Unfortunately, dividends from small businesses can be pretty lumpy. The fourth quarter is when most of the haul comes in, and when the fruits of a full year can be tallied. Calendar year 2015 wasn't exactly a groundbreaker, getting little in the way of a seasonal quarterly boost. Main Street Capital took in about $6.9 million in dividend income during Q4 2015 vs. $6.8 million in the prior year.
Main Street executives pitched the case that the fourth quarter of 2014 was particularly good for dividend income, and suggested that dividend income actually grew by about $600,000 if you ignore about $700,000 of 2014 dividends that were "unusual."
Some other "noise" in this income item occurs due to the fact that its portfolio companies aren't paying out all of their free cash in the form of dividends. Some naturally gets reinvested. Some likely gets stored away for a rainy day.
Taken in the aggregate, however, we can clearly see that after robust growth from 2013 to 2014, dividend income from its portfolio companies slowed in 2015.
Looking under the hood
Only by doing a deeper dive into its tables of transactions with portfolio companies can we see the changes in dividend income on an individual-company basis.

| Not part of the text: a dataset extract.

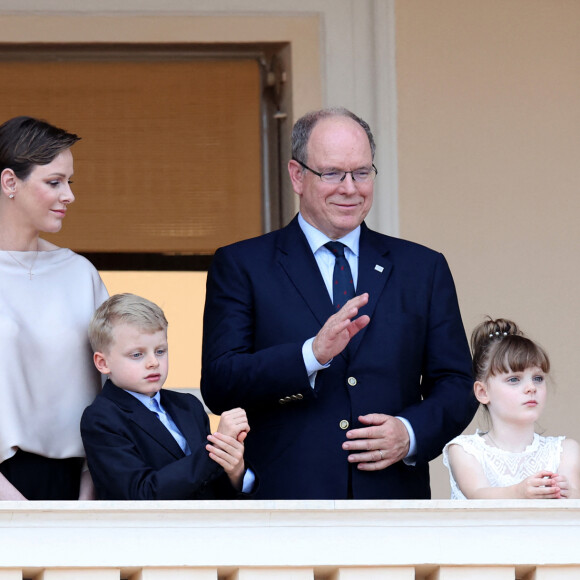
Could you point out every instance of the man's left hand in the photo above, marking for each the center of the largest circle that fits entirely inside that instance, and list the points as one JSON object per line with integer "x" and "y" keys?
{"x": 384, "y": 442}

In comparing its 2015 filings to its 2014 filings, I found four particularly noteworthy investments that paid substantially lower dividends back to Main Street Capital this year.
The first is Mid-Columbia Lumber, which paid a $1.24 million dividend in 2014 only to pay -$34,000 in dividends in 2015. I have no explanation for the negative figure, but do note that the reduction in dividends does seem to be the result of a significant change to its business. Main Street Capital wrote down the value of its equity investment in the company by $7.6 million, or nearly 75% of its value at the beginning of the year.
Three energy-exposed industrial companies, Gulf Manufacturing, L.F. Manufacturing, and Houston Plating and Coating, seem to have been negatively affected by the downturn in oil prices. This group paid just $913,000 in dividends to Main Street in 2015 vs. $3.2 million in 2014. Its equity investments in the companies were written down by nearly $6.7 million, or 22% of their value at the beginning of 2015. Importantly, these companies are not classified as part of the 9.4% of its portfolio dedicated to energy pure-plays at the end of 2015.
There are, of course, some offsetting investments. Perennial winner CBT Nuggets paid a $4.77 million dividend back to Main Street, up from $3.76 million last year. Meanwhile, Main Street's asset management arm kicked in nearly $2.2 million in dividends compared to less than a half million dollars in 2014.
But all in all, the slowing growth in dividends from portfolio companies was a little disappointing to see. Main Street Capital carried its equity investments at a valuation of about $531 million vs. $408 million last year. Should dividend income continue to come in soft, companies that have been written up will likely need to take a ride back down.